Но она не верила в чудеса, как в глубине души не верит каждый из людей. А потому кроме призрачной фигуры ничего не заметила.
"Ещё один человек не спит... С тоской разглядывает в эту минуту пустые улицы, наполненные лунным светом, что льется из-за туч. с тоской вспоминает сегодняшний день. или с радостью? И не может заснуть, боясь потерять драгоценные моменты счастья, подаренные этим днем, которые переживает снова и снова?"
это больно. Одиночество, короткие отзвуки надежды, святое чувство, рождающееся в груди, а потом опять - пустота. Это больно. Как и то, что в холодной темноте лунной ночи она не увидела ничего.
хотя могла увидеть так много.
-больно... - одними губами прошептала она, - но боль не имеет значения.
улыбнувшись ночи и луне, на миг выглянувшей из-за туч, она легла в постель.
Сон пришел не сразу. Но когда пришел, боль улеглась.
Легкий ветер нежно потрепал её по щеке, взметнув золотые пряди.
Глава 11.
Осень побывала в моем городе, оставив пронзительный свист ветра, обрывающего с деревьев последние листы, рвущего в клочья мою израненную душу. душа поранилась о собственное творение, о собственные слова.
Боль окутала меня с самого утра; с утра я забыл о солнце. Опьяняющий, ослепляющий свет его лучей, ярких и недоступных, не согрел меня в пронзительном ветру, пока я добирался в свое всегдашнее убежище - театр.
Осень ушла. Но в тот день, я чувствовал, она вернулась снова, чтобы посмеяться надо мной и над моей болью. Позже - чтобы оплакивать вместе со мною отчаяние, заменившее жизнь, смеяться вместе с небесами над этим бесконечным, безысходным отчаянием.
Я шел в театр, теплее кутаясь в пальто, не в силах согреться, забыть ровные строки, выведенные ночью, при свете луны, твердой, не дрогнувшей рукой.

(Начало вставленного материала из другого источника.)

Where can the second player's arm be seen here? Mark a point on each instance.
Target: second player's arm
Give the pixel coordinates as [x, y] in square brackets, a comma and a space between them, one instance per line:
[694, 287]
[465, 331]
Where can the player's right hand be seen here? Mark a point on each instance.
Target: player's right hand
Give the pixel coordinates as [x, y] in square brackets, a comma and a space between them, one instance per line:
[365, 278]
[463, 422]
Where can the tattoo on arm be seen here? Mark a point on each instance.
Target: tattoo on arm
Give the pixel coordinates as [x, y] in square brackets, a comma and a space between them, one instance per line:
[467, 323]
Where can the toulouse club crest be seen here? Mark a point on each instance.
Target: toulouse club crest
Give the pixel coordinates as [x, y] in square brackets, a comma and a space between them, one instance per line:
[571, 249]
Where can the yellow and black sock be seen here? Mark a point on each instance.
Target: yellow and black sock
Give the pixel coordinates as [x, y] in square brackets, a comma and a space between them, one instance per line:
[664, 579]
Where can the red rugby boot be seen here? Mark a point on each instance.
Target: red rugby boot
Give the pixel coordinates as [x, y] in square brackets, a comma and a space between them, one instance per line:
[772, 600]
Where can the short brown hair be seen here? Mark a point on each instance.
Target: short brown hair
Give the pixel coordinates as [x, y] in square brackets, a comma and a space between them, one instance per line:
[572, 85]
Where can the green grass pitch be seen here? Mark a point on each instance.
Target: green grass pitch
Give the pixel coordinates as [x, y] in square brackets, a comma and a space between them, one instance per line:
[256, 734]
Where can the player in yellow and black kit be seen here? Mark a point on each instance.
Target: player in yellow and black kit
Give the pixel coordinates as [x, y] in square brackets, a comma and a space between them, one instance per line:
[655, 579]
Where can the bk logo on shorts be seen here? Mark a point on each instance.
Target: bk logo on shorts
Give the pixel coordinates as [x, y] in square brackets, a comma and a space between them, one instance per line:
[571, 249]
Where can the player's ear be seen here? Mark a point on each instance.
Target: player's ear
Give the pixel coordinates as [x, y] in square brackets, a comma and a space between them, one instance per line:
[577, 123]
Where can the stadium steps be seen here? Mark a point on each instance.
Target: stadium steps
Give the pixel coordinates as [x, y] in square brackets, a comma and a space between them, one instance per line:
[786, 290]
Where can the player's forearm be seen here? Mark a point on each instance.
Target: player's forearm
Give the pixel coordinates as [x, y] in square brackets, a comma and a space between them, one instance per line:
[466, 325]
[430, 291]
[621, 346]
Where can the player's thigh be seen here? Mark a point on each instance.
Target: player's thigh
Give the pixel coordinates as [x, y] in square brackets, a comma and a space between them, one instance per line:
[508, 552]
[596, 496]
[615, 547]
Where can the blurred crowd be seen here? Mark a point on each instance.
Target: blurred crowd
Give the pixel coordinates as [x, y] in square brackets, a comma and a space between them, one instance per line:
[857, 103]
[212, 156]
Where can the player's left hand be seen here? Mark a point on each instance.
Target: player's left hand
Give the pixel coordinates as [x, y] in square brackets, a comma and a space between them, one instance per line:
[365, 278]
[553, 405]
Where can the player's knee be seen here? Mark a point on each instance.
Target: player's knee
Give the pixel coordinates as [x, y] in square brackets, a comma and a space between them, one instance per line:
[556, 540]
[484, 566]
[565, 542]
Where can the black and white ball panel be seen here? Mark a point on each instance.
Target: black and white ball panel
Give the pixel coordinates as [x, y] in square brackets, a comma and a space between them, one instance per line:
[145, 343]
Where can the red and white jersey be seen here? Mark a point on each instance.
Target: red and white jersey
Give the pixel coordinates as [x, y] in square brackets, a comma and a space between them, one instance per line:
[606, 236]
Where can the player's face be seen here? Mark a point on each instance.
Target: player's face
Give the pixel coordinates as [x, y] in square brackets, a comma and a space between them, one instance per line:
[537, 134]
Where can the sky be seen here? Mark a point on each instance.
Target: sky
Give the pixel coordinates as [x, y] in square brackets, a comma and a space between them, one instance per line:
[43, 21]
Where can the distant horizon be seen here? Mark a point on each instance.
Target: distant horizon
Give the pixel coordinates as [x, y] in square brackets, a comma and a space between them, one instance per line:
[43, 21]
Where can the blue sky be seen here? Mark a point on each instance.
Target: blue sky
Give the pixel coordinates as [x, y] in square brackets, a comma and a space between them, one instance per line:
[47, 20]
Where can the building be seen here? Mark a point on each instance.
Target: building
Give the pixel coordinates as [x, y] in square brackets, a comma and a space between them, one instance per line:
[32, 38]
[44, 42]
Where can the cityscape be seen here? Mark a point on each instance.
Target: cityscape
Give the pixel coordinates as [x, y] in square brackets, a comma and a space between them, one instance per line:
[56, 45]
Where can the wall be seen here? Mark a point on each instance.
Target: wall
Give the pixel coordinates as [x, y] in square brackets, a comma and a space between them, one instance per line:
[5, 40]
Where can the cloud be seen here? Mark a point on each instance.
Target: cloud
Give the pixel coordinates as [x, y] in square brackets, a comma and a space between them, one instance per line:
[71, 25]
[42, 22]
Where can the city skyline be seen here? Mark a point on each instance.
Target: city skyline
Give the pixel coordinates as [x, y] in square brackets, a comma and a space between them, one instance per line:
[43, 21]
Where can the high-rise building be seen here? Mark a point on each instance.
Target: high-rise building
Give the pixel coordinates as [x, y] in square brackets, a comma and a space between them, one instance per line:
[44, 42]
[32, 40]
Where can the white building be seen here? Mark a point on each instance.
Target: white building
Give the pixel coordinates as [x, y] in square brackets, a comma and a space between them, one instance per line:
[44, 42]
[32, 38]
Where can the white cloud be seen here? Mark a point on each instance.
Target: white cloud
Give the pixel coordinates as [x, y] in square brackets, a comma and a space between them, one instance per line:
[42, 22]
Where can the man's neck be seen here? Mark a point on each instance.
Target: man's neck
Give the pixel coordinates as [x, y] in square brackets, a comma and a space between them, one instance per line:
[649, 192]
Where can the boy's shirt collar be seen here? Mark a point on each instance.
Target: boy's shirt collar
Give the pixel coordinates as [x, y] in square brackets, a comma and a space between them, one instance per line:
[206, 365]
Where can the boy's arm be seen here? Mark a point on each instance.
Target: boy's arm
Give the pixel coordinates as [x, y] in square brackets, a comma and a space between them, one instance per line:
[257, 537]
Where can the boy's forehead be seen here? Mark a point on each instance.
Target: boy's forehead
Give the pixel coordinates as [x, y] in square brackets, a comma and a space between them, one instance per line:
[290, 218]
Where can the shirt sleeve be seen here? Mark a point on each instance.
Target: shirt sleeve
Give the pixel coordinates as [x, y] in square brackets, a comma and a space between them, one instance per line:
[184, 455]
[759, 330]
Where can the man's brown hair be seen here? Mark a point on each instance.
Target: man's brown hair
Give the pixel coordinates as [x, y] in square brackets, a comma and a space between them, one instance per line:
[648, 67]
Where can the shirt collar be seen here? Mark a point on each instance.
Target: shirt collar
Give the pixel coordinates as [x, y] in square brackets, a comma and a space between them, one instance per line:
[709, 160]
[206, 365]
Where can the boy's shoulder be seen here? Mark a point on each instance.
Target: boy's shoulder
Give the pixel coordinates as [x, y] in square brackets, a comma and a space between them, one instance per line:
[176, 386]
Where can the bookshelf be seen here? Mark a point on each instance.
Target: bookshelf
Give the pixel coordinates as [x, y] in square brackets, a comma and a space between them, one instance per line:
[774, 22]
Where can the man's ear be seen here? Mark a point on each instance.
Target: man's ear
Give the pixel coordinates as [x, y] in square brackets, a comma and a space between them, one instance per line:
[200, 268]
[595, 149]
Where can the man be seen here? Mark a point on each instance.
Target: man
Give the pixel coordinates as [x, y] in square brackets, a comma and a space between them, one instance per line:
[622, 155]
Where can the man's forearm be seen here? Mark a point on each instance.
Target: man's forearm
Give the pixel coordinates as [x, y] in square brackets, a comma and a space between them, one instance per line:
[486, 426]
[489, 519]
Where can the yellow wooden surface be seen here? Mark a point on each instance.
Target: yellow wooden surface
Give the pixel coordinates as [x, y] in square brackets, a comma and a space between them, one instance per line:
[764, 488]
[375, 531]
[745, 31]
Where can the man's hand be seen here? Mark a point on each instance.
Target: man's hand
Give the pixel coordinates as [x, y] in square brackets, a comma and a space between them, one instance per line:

Это странно... странно и неясно, так неясно, что становилось страшно, и я ускорял шаг. Потом замедлял шаг, останавливался, погруженный в свои мысли, не замечая ничего вокруг.
Тот день отметила моя жестокая судьба. Тот день был выбран провидением, если только оно есть; если только не заменяют его в своей почти беспредельной силе хранители.
Судьба вела меня в театр, и с каждой минутой, с каждым новым отрывистым и широким шагом человека, встретившегося со своим страхом, я приближался к концу.
Я был рядом с счастьем, с тем, чтобы пройти мимо, когда увидел на случайной афише, что сегодняшнюю пьесу смотрел десятки раз. Хранитель подбрасывал мне шанс за шансом...
С минуту постояв у афиши, я двинулся дальше, желая скрыться в театре от того, что ждало меня там. Я только прибавил шаг навстречу неизбежности.
Дорогу мне преградила огромная лужа, словно озеро, расстилавшаяся передо мной новым шансом. Я пренебрег и им, ступив прямо в это озеро.